Extended reality (XR) technologies—encompassing virtual reality (VR), augmented reality (AR), and mixed reality (MR)—are transforming cognitive assessment and training by offering immersive, interactive environments that simulate real-world tasks. XR enhances ecological validity while enabling real-time, multimodal data collection through tools such as galvanic skin response (GSR), electroencephalography (EEG), eye tracking (ET), hand tracking, and body tracking. This allows for a more comprehensive understanding of cognitive and emotional processes, as well as adaptive, personalized interventions for users. Despite these advancements, current XR applications often underutilize the full potential of multimodal integration, relying primarily on visual and auditory inputs. Challenges such as cybersickness, usability concerns, and accessibility barriers further limit the widespread adoption of XR tools in cognitive science and clinical practice. This review examines XR-based cognitive assessment and training, focusing on its advantages over traditional methods, including ecological validity, engagement, and adaptability. It also explores unresolved challenges such as system usability, cost, and the need for multimodal feedback integration. The review concludes by identifying opportunities for optimizing XR tools to improve cognitive evaluation and rehabilitation outcomes, particularly for diverse populations, including older adults and individuals with cognitive impairments.

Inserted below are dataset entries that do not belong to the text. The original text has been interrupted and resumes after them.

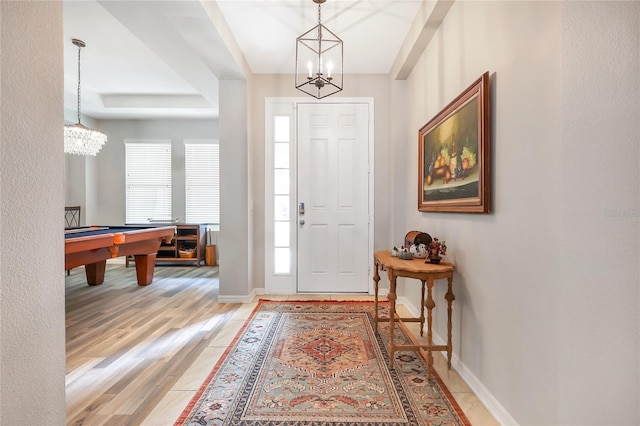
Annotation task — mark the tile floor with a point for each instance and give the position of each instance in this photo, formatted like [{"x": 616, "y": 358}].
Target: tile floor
[{"x": 172, "y": 405}]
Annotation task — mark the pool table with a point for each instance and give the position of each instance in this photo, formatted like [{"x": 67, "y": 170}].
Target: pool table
[{"x": 91, "y": 246}]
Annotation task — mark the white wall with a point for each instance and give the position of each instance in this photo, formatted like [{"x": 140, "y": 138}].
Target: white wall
[
  {"x": 235, "y": 203},
  {"x": 546, "y": 314},
  {"x": 599, "y": 216},
  {"x": 32, "y": 341}
]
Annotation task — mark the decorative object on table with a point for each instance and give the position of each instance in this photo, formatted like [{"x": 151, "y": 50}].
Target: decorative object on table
[
  {"x": 437, "y": 249},
  {"x": 418, "y": 251},
  {"x": 405, "y": 254},
  {"x": 453, "y": 155},
  {"x": 417, "y": 237},
  {"x": 319, "y": 345},
  {"x": 319, "y": 54},
  {"x": 186, "y": 253},
  {"x": 79, "y": 139}
]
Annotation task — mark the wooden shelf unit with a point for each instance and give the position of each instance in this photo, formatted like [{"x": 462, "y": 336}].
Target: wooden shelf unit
[{"x": 188, "y": 236}]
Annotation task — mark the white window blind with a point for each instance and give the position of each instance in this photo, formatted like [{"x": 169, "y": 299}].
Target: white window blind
[
  {"x": 202, "y": 181},
  {"x": 148, "y": 181}
]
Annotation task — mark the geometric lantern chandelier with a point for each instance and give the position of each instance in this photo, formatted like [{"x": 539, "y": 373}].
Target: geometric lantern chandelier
[
  {"x": 319, "y": 54},
  {"x": 79, "y": 139}
]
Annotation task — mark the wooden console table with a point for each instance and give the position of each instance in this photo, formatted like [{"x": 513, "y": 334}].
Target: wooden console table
[{"x": 427, "y": 273}]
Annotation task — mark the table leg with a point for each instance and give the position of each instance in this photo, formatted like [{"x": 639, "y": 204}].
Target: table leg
[
  {"x": 95, "y": 272},
  {"x": 422, "y": 310},
  {"x": 145, "y": 264},
  {"x": 392, "y": 314},
  {"x": 429, "y": 304},
  {"x": 450, "y": 298},
  {"x": 376, "y": 279}
]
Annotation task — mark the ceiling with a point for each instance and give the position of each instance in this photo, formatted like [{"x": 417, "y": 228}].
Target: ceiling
[{"x": 163, "y": 59}]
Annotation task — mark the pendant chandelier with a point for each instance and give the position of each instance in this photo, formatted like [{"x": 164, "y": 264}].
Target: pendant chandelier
[
  {"x": 79, "y": 139},
  {"x": 319, "y": 57}
]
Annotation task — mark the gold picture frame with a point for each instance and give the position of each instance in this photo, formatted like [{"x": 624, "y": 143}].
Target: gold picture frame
[{"x": 453, "y": 155}]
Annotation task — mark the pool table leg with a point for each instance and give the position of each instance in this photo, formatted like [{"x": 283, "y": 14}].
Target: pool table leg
[
  {"x": 95, "y": 272},
  {"x": 145, "y": 264}
]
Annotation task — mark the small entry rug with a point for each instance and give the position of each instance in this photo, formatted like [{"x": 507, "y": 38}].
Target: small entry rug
[{"x": 319, "y": 363}]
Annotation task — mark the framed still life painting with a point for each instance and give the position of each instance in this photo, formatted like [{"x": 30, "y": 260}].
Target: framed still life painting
[{"x": 453, "y": 154}]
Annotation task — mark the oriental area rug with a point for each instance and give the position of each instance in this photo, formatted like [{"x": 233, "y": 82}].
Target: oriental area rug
[{"x": 319, "y": 363}]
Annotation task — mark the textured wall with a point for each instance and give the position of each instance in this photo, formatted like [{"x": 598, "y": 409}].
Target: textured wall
[
  {"x": 32, "y": 351},
  {"x": 598, "y": 322}
]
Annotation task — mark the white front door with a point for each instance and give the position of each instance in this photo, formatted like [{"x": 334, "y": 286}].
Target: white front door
[{"x": 333, "y": 198}]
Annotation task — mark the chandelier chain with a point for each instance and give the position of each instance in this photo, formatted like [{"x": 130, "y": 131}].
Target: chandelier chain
[{"x": 79, "y": 49}]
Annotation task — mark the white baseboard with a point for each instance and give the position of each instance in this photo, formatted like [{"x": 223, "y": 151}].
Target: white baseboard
[
  {"x": 238, "y": 298},
  {"x": 492, "y": 405}
]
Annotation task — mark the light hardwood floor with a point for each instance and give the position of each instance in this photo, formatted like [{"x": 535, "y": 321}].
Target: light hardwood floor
[{"x": 136, "y": 355}]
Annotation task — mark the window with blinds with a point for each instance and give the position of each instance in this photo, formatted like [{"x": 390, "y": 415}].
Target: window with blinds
[
  {"x": 202, "y": 182},
  {"x": 148, "y": 181}
]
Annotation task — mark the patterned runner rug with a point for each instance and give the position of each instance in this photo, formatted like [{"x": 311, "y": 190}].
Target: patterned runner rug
[{"x": 319, "y": 363}]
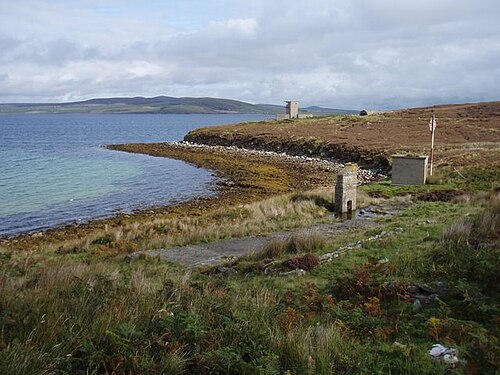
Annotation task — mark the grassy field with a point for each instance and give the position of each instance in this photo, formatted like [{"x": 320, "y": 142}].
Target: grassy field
[{"x": 83, "y": 307}]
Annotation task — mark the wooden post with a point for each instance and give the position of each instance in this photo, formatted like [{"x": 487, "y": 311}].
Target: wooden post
[{"x": 432, "y": 127}]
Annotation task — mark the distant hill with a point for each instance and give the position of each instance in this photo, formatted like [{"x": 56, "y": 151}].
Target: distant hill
[{"x": 159, "y": 104}]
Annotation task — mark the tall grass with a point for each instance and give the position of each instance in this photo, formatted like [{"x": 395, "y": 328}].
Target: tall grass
[{"x": 302, "y": 242}]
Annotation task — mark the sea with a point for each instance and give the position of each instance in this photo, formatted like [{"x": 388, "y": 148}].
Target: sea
[{"x": 55, "y": 169}]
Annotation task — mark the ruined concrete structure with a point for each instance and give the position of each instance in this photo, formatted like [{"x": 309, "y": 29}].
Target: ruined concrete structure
[
  {"x": 292, "y": 111},
  {"x": 409, "y": 170},
  {"x": 346, "y": 189}
]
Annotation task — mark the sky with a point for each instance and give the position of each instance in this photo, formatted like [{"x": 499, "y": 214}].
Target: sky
[{"x": 372, "y": 54}]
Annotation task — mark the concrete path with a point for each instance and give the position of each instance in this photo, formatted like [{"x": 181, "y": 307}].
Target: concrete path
[{"x": 216, "y": 252}]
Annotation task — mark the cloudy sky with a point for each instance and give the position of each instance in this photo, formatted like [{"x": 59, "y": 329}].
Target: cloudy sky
[{"x": 336, "y": 53}]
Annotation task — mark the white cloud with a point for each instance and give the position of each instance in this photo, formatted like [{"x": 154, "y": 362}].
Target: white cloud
[{"x": 370, "y": 53}]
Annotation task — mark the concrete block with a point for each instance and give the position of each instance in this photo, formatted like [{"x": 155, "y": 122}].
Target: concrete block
[{"x": 346, "y": 189}]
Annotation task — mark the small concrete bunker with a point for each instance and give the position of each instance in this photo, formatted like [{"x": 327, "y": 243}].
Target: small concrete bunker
[
  {"x": 409, "y": 170},
  {"x": 346, "y": 189}
]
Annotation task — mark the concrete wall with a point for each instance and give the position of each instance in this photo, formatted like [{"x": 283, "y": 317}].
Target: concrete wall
[
  {"x": 346, "y": 189},
  {"x": 409, "y": 170}
]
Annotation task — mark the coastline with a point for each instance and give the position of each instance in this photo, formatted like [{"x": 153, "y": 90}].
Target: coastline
[{"x": 242, "y": 176}]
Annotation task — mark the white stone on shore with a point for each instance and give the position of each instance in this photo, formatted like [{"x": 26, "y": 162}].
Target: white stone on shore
[{"x": 364, "y": 175}]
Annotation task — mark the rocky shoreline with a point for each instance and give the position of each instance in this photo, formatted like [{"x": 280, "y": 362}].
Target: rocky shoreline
[{"x": 243, "y": 176}]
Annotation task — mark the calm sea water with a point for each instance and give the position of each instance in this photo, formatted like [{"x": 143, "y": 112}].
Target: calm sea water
[{"x": 54, "y": 170}]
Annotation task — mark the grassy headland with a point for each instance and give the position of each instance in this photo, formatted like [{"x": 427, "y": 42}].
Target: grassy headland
[{"x": 72, "y": 302}]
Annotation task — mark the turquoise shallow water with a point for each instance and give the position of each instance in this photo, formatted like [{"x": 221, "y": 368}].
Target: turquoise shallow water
[{"x": 54, "y": 169}]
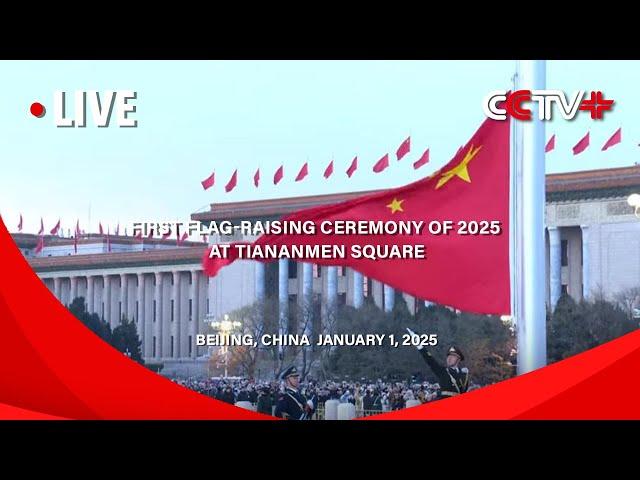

Extended reality (XR), encompassing virtual reality (VR), augmented reality (AR), and mixed reality (MR), has transformed cognitive assessment and training by offering immersive, dynamic environments that simulate real-world tasks
[1]. Traditional neuropsychological tests—such as paper-and-pencil tasks or static computerized exercises—often isolate cognitive functions under artificial conditions
[2]. XR, in contrast, integrates real-world complexity into cognitive assessments and training
[3]. For example, while a traditional memory test might involve recalling a list of words, XR can simulate a virtual shopping mall where participants must locate items on a list, recall their positions, and manage realistic distractions
[4]. This not only evaluates memory but also incorporates attention, spatial navigation, and decision-making, offering a more ecologically valid reflection of real-world cognitive performance
[4][5].
A key innovation of XR is its ability to combine immersive, interactive experiences with multimodal feedback systems such as eye tracking (ET), galvanic skin response (GSR), electroencephalography (EEG), and body tracking
[6][7]. These technologies enable the real-time collection of behavioral, physiological, and neural data, providing deeper insights into cognitive and emotional states during task performance
[7][8]. For instance, in an XR-based attention task, eye-tracking data can reveal visual attention patterns, while EEG signals can indicate changes in cognitive load or mental fatigue
[6][9]. This continuous, multimodal data collection represents a significant advancement over traditional methods, which often capture only static performance snapshots
[1].
XR also addresses challenges such as disengagement and the learning effect observed in repetitive cognitive tasks
[3]. Immersive XR environments enhance user engagement and motivation, particularly for older adults and individuals with cognitive impairments, where adherence to training programs is often a concern
[10][11]. Additionally, XR systems can adapt task difficulty dynamically in real time based on user performance and cognitive load, ensuring personalized assessments and training programs aligned with individual abilities
[9][12].
In clinical contexts, XR demonstrates utility in assessing and rehabilitating cognitive impairments associated with neurodegenerative diseases, brain injuries, and neurodevelopmental disorders
[13][14]. For example, XR-based neuropsychological batteries can simulate daily activities, such as navigating virtual cities or managing household responsibilities, providing clinicians with ecologically valid insights into cognitive performance
[15][16]. XR’s ability to collect longitudinal, personalized data further enhances its role in monitoring progress and tailoring interventions for improved cognitive outcomes
[17].
Despite its potential, XR technologies face several challenges, including the underutilization of sensory modalities beyond visual and auditory feedback, issues such as cybersickness, and barriers to accessibility and usability
[1][18]. Addressing these limitations is essential for XR to fulfill its promise as a transformative tool in cognitive science.